Zoca

Personal information
- Full name: Jair Arantes do Nascimento
- Date of birth: 22 July 1942
- Place of birth: Três Corações, Minas Gerais, Brazil
- Date of death: 25 March 2020 (aged 77)
- Place of death: Santos, São Paulo, Brazil
- Height: 1.71 m (5 ft 7 in)
- Position: Forward

Youth career
- –1957: Noroeste

Senior career*
- Years: Team / Apps / (Gls)
- 1957–1960: Portuguesa Santista / 78 / (67)
- 1960–1966: Santos / 80 / (46)

Managerial career
- 1979–1981: Manhattanville Valiants
- 1982: LIU Brooklyn Blackbirds (assistant)

= Zoca =

Brazilian footballer (1942–2020)

Jair Arantes do Nascimento (22 July 1942 – 25 March 2020), known as Zoca, was a Brazilian professional football coach and player who played as a forward. He was the brother of Pelé and son of Dondinho.

==Footballing career==
Zoca was born in Três Corações, Minas Gerais, two years after his older brother, legendary Brazilian footballer Pelé. He grew up in the Bauru municipality in São Paulo state as a child, joining the youth academy of Noroeste in the 1950s. He moved to Santos, São Paulo, joining Portuguesa Santista, where he played for four seasons before following in his brother's footsteps and signing for Santos in 1960.

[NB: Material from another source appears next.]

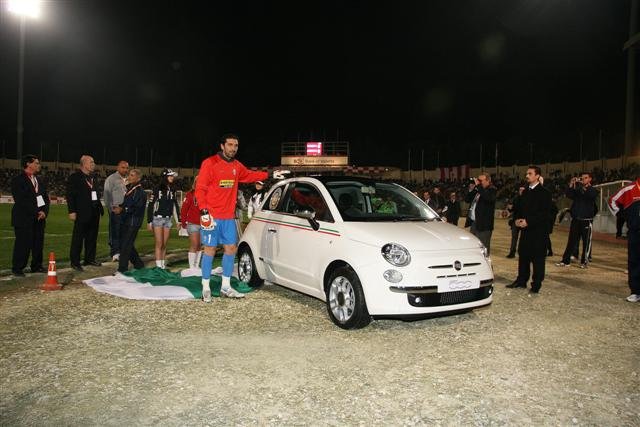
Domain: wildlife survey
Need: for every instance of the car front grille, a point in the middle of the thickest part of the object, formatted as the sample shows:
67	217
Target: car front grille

He made his debut for Santos on 10 April 1961, coming on as a substitute for Coutinho in a 6–1 win over America-RJ. In the last minute of the game, Santos won a penalty, and though he stepped up to take it, Zoca failed to convert from the spot. Between April and June 1962, with seven members of the Santos squad at the 1962 FIFA World Cup, Zoca was given a run in the squad for the Copa São Paulo. His first official goal for Santos came in this competition, scoring in a 2–1 loss to Corinthians de Presidente Prudente. In total, he scored 77 goals in 85 games for Santos (including matches with the reserve team, where he featured for the most part of his spell at the club), before retiring in 1966 to focus on supporting his brother's career.

==Later life and death==
Zoca received degrees in marketing and law from the Catholic University of Santos and University of São Paulo, respectively. He worked as his brother's business manager during his time with the New York Cosmos.

In 1979, with Zoca looking to study English at the Manhattanville College in Purchase, New York, the athletic director of the college, Joe Daunic, reached out and offered him the chance to coach the college women's soccer team while he studied, in an attempt to improve his English by immersing himself. Initially reluctant, Zoca eventually agreed, going on to manage the side for three seasons. In 1982, he was the assistant of the Long Island University women's soccer team.

Zoca died on 25 March 2020, after suffering with prostate cancer.